The law gives Admission Committees the power to reject residency applications of individuals on the grounds that they do not meet the vague and undefined ‘social suitability criteria’, or on the basis that said individuals may ‘damage the socio-cultural fabric’ of the towns in question. The law amounts to legally sanctioned discrimination against Palestinian citizens of Israel, as it allows for the rejecting residency applications for certain towns on the sole basis of their ethnicity, and the law is applied overwhelmingly in certain regions in Israel, such as the Negev, where Palestinians are a majority.
The recently proposed extension to the law to include larger communities would allow for discrimination against Palestinian citizens of Israel in far more communities than before. It would also set the precedent of the law being extended, and will likely to indefenite extensions which may eventually encompass most communities in Israel.
Yisrael Hasson, a sponsor of the law, formerly of the Kadima Party, said in December 2010 that “the bill reflects the Knesset’s commitment to work to preserve the ability to realize the Zionist dream in practice in the state of Israel” through “population dispersal”, and that the “Realization of these goals obliged us as legislators to ensure the existence of a screening mechanism for applicants to these communities.”
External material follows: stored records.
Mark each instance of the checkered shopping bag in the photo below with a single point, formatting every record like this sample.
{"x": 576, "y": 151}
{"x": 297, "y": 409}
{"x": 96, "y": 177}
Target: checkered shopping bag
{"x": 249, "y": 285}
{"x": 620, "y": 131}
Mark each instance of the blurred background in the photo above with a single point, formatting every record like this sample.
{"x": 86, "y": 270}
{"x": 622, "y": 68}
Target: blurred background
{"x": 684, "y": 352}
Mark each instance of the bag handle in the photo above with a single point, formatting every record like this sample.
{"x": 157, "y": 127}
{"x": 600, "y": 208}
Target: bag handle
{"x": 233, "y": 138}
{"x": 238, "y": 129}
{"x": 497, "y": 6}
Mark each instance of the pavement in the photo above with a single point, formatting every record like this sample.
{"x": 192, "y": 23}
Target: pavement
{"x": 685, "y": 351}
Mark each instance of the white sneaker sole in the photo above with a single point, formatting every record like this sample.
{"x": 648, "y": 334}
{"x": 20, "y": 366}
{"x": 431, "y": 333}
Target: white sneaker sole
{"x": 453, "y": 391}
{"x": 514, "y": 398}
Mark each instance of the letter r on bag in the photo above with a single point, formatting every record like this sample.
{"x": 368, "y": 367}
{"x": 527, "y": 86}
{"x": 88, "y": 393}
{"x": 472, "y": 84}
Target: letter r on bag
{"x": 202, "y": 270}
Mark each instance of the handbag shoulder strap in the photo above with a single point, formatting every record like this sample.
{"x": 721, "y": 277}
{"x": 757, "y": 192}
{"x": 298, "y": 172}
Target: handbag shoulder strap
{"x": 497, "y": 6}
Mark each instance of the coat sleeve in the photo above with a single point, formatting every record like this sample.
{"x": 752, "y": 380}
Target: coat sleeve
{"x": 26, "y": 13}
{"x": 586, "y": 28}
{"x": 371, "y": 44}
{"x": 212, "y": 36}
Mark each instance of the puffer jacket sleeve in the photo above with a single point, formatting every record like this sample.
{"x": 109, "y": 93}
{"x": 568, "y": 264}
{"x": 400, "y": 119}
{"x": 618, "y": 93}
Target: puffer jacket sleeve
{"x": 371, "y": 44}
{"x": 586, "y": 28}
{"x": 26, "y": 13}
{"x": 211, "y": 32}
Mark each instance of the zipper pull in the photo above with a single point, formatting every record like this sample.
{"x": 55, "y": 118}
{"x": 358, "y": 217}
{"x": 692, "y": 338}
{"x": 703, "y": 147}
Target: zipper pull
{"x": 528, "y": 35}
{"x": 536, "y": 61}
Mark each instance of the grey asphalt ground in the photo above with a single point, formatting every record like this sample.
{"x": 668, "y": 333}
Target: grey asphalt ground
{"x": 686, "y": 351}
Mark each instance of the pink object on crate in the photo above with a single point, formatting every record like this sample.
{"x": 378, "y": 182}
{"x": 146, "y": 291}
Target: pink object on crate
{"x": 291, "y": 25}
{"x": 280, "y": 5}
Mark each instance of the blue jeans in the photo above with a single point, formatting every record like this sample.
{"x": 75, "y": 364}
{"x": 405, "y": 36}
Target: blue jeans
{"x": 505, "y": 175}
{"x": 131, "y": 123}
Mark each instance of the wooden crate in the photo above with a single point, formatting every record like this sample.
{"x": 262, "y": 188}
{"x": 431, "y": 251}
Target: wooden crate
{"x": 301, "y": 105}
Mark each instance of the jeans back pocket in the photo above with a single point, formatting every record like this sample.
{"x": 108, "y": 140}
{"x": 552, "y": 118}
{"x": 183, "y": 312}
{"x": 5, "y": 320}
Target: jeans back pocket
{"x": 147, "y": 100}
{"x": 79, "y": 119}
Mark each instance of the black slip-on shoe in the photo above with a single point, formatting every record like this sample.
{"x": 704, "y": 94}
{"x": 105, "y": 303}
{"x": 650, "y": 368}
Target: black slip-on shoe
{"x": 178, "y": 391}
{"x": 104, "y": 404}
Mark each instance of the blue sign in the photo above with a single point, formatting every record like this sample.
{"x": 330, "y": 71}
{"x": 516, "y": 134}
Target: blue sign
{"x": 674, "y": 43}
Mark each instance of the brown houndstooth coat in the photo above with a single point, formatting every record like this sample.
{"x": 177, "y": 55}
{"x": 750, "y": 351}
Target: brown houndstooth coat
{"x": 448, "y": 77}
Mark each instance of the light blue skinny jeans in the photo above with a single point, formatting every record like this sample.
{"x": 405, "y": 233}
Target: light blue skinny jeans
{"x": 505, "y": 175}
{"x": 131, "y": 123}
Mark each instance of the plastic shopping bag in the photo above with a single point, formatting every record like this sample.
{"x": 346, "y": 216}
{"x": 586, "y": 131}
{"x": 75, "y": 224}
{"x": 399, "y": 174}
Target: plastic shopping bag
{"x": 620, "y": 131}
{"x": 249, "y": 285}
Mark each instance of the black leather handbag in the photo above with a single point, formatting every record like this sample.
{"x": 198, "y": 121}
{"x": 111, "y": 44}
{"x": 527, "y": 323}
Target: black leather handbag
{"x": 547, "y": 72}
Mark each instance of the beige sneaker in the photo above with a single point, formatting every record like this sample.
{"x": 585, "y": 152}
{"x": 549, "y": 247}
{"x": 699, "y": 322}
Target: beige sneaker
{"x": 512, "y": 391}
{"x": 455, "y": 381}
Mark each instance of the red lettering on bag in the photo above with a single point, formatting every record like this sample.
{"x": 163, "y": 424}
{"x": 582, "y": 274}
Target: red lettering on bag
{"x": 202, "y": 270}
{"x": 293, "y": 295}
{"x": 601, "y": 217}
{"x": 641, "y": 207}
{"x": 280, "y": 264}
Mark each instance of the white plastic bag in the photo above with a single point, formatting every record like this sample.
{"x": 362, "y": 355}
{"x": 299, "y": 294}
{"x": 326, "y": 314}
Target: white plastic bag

Blatant discriminatory legal practices of this kind are in clear contravention of codified legal norms stipulated in numerous international treaties to which Israel is a party, including the International Covenant on Civil and Political Rights; the International Covenant on Economic, Social and Cultural Rights and the International Convention on the Elimination of All Forms of Racial Discrimination. Moreover, the admissibility of such discriminatory policies in Israeli law betrays the truly undemocratic and racist nature of the State of Israel.